Her parents’ friends called to offer their condolences. Her parents in their relentless and ambitious pursuits became estranged from their families. When Toyko tried to call her father’s cousin with the news, he hung up the phone on her, and Toyko realized she was alone in the world.

When fundraisers for homeless shelters, women’s shelters, food banks, public libraries, hospital foundations, universities, colleges, war relief funds, disease of the month organizations, and public broadcasters called her for donations, she gave and donated funds from her inheritance generously. Toyko left no plea for money from any nonprofit and charitable organization unanswered. This continued after she sold her parents’ mansion and liquidated their investments and retirement funds.

Her father’s lawyers and accountants strongly advised against most donations. Several times they pleaded with her and advised her to stop recklessly giving away money, carelessly donating. They even took measures to block payments, which she overrode to their disdain and dismay. The accountant, lawyer, and financial advisor took their separate turns visiting her in her condominium and advised her to seek mental health counselling, but she ignored their exhortations.
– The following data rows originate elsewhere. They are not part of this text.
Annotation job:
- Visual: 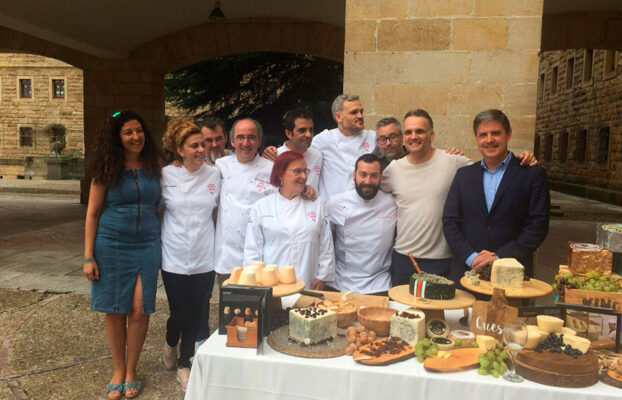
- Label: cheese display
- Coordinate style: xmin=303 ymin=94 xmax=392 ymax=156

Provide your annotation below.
xmin=562 ymin=335 xmax=592 ymax=354
xmin=536 ymin=315 xmax=564 ymax=333
xmin=408 ymin=272 xmax=456 ymax=300
xmin=475 ymin=335 xmax=498 ymax=350
xmin=279 ymin=265 xmax=296 ymax=284
xmin=568 ymin=242 xmax=613 ymax=274
xmin=389 ymin=308 xmax=425 ymax=347
xmin=257 ymin=268 xmax=279 ymax=286
xmin=238 ymin=268 xmax=257 ymax=286
xmin=288 ymin=307 xmax=337 ymax=345
xmin=524 ymin=325 xmax=546 ymax=350
xmin=490 ymin=258 xmax=525 ymax=288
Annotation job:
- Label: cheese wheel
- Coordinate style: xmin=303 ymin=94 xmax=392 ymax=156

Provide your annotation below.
xmin=475 ymin=335 xmax=497 ymax=350
xmin=525 ymin=325 xmax=542 ymax=350
xmin=229 ymin=267 xmax=242 ymax=284
xmin=564 ymin=335 xmax=592 ymax=354
xmin=536 ymin=315 xmax=564 ymax=333
xmin=238 ymin=268 xmax=257 ymax=286
xmin=259 ymin=268 xmax=279 ymax=286
xmin=279 ymin=265 xmax=296 ymax=284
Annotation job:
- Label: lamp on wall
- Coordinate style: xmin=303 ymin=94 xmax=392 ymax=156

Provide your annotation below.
xmin=209 ymin=0 xmax=226 ymax=22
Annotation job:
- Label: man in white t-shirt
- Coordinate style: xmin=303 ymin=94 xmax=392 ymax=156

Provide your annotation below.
xmin=311 ymin=94 xmax=376 ymax=201
xmin=326 ymin=154 xmax=397 ymax=295
xmin=277 ymin=108 xmax=322 ymax=191
xmin=380 ymin=109 xmax=537 ymax=286
xmin=215 ymin=118 xmax=275 ymax=286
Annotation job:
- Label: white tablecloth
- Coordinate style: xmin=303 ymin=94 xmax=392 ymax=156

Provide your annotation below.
xmin=185 ymin=301 xmax=622 ymax=400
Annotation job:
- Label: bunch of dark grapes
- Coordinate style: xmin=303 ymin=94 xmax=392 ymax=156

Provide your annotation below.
xmin=535 ymin=333 xmax=583 ymax=358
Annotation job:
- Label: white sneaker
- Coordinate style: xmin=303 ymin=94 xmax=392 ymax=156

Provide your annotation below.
xmin=162 ymin=341 xmax=177 ymax=371
xmin=177 ymin=368 xmax=190 ymax=392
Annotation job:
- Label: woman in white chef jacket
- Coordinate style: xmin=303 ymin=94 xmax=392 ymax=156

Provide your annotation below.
xmin=161 ymin=120 xmax=221 ymax=390
xmin=244 ymin=151 xmax=335 ymax=290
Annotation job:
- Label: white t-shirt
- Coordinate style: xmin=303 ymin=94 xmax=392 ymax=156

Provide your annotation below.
xmin=160 ymin=164 xmax=220 ymax=275
xmin=215 ymin=155 xmax=275 ymax=274
xmin=276 ymin=141 xmax=322 ymax=192
xmin=311 ymin=128 xmax=376 ymax=201
xmin=380 ymin=149 xmax=471 ymax=260
xmin=326 ymin=189 xmax=397 ymax=293
xmin=244 ymin=192 xmax=335 ymax=288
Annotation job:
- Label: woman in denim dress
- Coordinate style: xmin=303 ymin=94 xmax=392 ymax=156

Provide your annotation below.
xmin=83 ymin=111 xmax=162 ymax=399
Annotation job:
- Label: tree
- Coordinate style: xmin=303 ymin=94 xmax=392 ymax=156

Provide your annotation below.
xmin=165 ymin=52 xmax=343 ymax=144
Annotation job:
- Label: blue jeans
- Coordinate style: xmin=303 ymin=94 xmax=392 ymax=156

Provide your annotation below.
xmin=391 ymin=250 xmax=451 ymax=286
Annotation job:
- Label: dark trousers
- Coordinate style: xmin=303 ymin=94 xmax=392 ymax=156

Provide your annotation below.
xmin=162 ymin=271 xmax=215 ymax=368
xmin=391 ymin=250 xmax=451 ymax=286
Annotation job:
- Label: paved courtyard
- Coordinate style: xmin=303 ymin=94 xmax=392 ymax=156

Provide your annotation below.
xmin=0 ymin=180 xmax=622 ymax=400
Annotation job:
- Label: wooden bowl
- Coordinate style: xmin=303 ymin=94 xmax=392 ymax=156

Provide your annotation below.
xmin=357 ymin=307 xmax=397 ymax=336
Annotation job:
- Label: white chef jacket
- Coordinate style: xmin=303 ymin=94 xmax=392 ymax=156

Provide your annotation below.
xmin=215 ymin=155 xmax=275 ymax=274
xmin=244 ymin=191 xmax=335 ymax=288
xmin=160 ymin=164 xmax=220 ymax=275
xmin=311 ymin=128 xmax=376 ymax=201
xmin=326 ymin=189 xmax=397 ymax=293
xmin=276 ymin=140 xmax=322 ymax=192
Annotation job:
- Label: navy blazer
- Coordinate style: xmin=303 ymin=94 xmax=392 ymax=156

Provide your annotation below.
xmin=443 ymin=152 xmax=551 ymax=284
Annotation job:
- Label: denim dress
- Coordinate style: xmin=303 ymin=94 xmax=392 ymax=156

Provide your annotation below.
xmin=91 ymin=169 xmax=162 ymax=314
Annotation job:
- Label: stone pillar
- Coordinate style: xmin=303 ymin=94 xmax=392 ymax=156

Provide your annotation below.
xmin=80 ymin=62 xmax=165 ymax=203
xmin=344 ymin=0 xmax=543 ymax=159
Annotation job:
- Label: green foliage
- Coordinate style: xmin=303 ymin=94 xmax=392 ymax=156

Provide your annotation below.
xmin=165 ymin=52 xmax=343 ymax=147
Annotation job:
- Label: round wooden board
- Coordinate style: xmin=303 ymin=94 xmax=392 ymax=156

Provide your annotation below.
xmin=389 ymin=285 xmax=475 ymax=310
xmin=460 ymin=276 xmax=553 ymax=298
xmin=600 ymin=369 xmax=622 ymax=389
xmin=267 ymin=325 xmax=348 ymax=358
xmin=222 ymin=278 xmax=305 ymax=297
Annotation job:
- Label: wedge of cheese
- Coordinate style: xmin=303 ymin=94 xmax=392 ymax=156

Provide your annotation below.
xmin=490 ymin=258 xmax=525 ymax=288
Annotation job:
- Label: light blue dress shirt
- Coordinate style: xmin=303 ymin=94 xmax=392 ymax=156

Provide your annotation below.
xmin=465 ymin=152 xmax=512 ymax=267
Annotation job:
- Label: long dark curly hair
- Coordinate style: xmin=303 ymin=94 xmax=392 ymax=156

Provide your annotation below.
xmin=89 ymin=110 xmax=163 ymax=189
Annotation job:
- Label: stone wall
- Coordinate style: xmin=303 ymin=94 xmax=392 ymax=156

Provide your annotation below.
xmin=0 ymin=53 xmax=84 ymax=179
xmin=344 ymin=0 xmax=543 ymax=159
xmin=536 ymin=49 xmax=622 ymax=204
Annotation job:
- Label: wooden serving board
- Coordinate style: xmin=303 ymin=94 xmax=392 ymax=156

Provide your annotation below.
xmin=352 ymin=338 xmax=415 ymax=366
xmin=294 ymin=290 xmax=389 ymax=309
xmin=222 ymin=278 xmax=305 ymax=297
xmin=600 ymin=369 xmax=622 ymax=389
xmin=423 ymin=347 xmax=486 ymax=372
xmin=267 ymin=325 xmax=348 ymax=358
xmin=389 ymin=285 xmax=478 ymax=310
xmin=460 ymin=276 xmax=553 ymax=298
xmin=516 ymin=350 xmax=598 ymax=388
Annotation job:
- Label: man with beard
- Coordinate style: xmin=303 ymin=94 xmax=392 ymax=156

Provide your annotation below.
xmin=443 ymin=109 xmax=550 ymax=281
xmin=380 ymin=109 xmax=537 ymax=286
xmin=376 ymin=117 xmax=408 ymax=171
xmin=198 ymin=118 xmax=233 ymax=164
xmin=277 ymin=108 xmax=322 ymax=191
xmin=326 ymin=154 xmax=397 ymax=295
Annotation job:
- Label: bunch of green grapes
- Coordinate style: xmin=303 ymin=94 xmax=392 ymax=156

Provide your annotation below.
xmin=552 ymin=271 xmax=622 ymax=295
xmin=415 ymin=338 xmax=438 ymax=362
xmin=477 ymin=343 xmax=508 ymax=378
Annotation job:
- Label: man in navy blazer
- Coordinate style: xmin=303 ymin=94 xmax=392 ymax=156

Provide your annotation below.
xmin=443 ymin=110 xmax=550 ymax=286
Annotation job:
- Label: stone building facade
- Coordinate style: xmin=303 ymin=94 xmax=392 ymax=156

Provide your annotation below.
xmin=534 ymin=49 xmax=622 ymax=204
xmin=0 ymin=53 xmax=84 ymax=179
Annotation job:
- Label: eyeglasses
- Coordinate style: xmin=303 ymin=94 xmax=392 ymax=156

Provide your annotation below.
xmin=290 ymin=168 xmax=311 ymax=176
xmin=376 ymin=133 xmax=402 ymax=144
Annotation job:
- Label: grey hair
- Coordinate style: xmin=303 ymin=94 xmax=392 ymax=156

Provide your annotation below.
xmin=376 ymin=117 xmax=402 ymax=132
xmin=473 ymin=108 xmax=512 ymax=135
xmin=330 ymin=93 xmax=359 ymax=118
xmin=404 ymin=108 xmax=434 ymax=130
xmin=229 ymin=118 xmax=263 ymax=141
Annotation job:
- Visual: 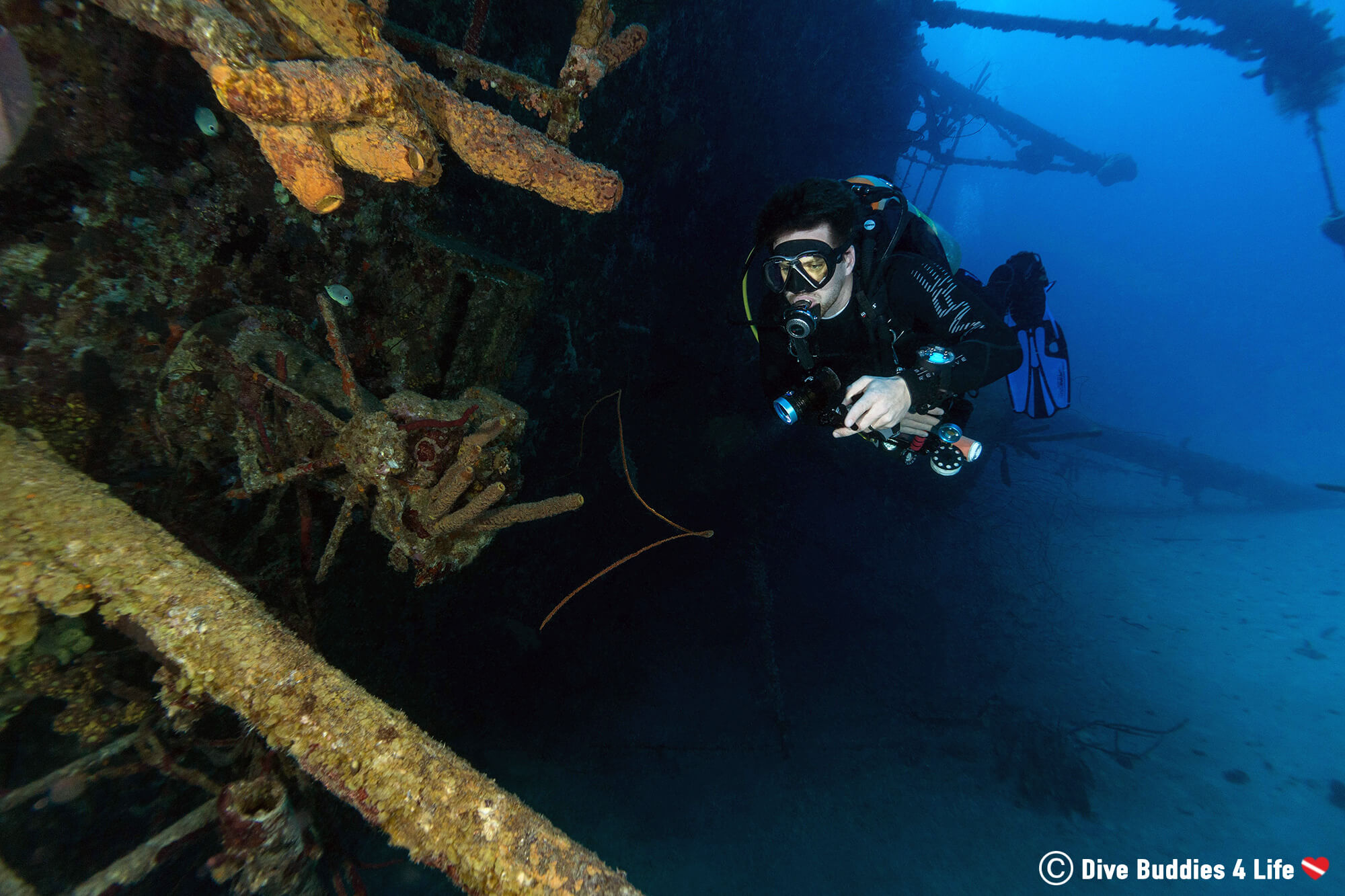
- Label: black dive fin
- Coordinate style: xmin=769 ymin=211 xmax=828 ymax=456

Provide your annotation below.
xmin=1005 ymin=308 xmax=1069 ymax=419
When they visited in a pair, and departed, disappointed, she could hear them lowering their voices, as they commented on her body odor and decrepit, tattered clothes and the mess in her living room. They whispered she needed intervention, a social worker, some kind of professional help. They sent the police occasionally to her condominium to check on her. They eventually agreed to write her off as a client.

In a few years, the financial advisor from the trio informed Toyko her account balance was below one hundred thousand dollars, the minimum balance they required in their firm’s investment accounts. They said they were shutting down her account.
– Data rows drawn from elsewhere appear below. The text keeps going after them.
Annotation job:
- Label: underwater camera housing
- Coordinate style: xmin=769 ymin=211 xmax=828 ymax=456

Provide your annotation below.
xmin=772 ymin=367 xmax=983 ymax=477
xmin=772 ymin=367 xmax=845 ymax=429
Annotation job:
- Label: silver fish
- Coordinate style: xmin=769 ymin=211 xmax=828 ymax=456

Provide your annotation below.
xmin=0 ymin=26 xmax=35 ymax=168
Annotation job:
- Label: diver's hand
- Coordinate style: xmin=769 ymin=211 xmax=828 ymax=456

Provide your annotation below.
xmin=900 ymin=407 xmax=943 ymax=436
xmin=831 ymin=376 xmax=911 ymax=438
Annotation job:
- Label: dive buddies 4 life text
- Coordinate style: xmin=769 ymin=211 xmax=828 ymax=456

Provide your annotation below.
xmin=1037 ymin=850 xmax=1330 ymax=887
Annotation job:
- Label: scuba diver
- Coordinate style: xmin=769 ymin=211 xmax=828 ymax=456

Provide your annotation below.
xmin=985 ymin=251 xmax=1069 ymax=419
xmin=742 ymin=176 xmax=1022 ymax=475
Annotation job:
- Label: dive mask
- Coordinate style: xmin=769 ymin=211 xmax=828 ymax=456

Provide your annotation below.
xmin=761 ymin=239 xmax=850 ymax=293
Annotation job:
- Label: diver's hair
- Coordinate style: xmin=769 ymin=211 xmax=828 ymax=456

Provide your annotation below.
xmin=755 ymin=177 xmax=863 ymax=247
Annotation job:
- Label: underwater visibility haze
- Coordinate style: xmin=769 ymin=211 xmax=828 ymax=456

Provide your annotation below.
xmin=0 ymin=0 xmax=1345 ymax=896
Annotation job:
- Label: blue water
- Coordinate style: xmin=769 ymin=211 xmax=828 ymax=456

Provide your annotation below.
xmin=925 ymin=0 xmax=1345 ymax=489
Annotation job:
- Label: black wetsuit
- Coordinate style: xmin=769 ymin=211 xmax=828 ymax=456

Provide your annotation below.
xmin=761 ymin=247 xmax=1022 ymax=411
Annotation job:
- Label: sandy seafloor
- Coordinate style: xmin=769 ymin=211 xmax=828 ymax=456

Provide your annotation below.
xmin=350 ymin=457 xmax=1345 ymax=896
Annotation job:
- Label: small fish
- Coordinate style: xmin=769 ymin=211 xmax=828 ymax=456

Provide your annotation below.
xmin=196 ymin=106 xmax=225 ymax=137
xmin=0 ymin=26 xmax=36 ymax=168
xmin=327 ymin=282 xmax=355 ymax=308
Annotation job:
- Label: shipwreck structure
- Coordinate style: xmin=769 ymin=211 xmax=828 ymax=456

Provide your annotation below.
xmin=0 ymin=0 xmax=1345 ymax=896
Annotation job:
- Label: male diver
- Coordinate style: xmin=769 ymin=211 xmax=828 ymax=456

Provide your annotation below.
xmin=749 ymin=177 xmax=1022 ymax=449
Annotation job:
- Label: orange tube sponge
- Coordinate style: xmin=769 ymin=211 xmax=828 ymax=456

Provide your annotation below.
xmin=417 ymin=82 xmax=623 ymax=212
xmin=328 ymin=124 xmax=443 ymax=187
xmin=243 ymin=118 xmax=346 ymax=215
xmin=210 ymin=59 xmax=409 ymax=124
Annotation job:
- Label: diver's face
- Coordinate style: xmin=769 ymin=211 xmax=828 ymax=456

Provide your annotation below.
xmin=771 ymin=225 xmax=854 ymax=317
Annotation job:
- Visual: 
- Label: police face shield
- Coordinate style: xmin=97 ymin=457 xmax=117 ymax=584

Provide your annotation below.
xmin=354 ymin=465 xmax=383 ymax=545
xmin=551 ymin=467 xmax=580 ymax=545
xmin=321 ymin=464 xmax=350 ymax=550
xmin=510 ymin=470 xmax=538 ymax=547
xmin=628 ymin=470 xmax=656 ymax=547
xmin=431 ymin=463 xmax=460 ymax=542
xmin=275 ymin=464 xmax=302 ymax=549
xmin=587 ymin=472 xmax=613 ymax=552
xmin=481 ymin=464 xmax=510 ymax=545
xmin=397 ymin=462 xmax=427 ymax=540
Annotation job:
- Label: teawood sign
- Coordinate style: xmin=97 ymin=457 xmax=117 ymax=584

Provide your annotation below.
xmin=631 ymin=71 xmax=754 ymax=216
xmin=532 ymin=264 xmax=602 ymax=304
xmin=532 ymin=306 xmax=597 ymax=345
Toyko decided to return to her credit union of choice from years ago: she chose the branch of Metro Loyalist she robbed near her own condominium, for which she still received countless offers from pushy realtors.

The accountant visited her personally with the check. They met at a café in the neighborhood near her credit union.
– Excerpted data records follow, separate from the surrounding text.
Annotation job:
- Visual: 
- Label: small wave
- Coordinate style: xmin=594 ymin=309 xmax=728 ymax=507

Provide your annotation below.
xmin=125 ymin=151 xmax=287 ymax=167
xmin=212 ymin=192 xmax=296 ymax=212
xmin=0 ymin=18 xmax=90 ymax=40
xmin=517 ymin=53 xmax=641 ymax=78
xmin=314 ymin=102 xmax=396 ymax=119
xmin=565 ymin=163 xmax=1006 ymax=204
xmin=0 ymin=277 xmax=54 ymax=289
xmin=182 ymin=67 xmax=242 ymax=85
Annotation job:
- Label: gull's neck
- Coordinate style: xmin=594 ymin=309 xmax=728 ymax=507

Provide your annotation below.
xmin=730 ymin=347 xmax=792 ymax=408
“Your father told me he thought you should return to college and pursue your passion, as a mature student. That was a promising idea then and I think it’s a good idea now.” He raised his coffee cup in a toast.

“This money,” the accountant said, motioning to the check, “should tide you over through that period.” He handed her the receipts for the money transferred to her credit union account. He said that he had not been charging her any executor fees for the past few years. Then they argued over fees, which she insisted on paying, but he refused to accept them, concluding his visit, saying, “Read my lips” before he slowly mouthed the words, “Go. To. College.”

That summer evening she returned to the islands, the Centre Island pier. This time she sat on the beach. Indeed, Miguel, with the baseball cap for the Brazilian World Cup soccer team, was still a regular there at night, binning, scavenging, with his head lamp, checking the bins.

When he saw her, he offered her a slice of homemade pizza from his insulated lunch bag. She remembered the delicious sushi and ate the leftover pizza in the dark of the humid summer night at an abandoned picnic table.

Toyko explained to him what she perceived as her dilemma. She wondered if she should return to college as a mature student. Miguel told her she should; he had thought of doing so himself, but now he could not afford it.

“What if I helped pay for it?” Toyko asked.

“You go and after you graduate, maybe I’ll think about it.”

Toyko asked him if he would take her home that night. But he stared at her incredulously. He asked her if she was trying to get him into trouble. He ended up dragging along his wagon and recyclables ahead of her, as she followed behind him from a respectful distance, so they could catch the last ferry to the mainland.

In the autumn, Toyko enrolled in a four-year program in education and kinesiology at York University. When she finished her degree, a few years later, she went to a teacher’s college for a year. Toyko became a gym teacher on a reserve, a First Nation community in Northwestern Ontario. She even learned to play ice hockey and coached their hockey, basketball, and volleyball teams.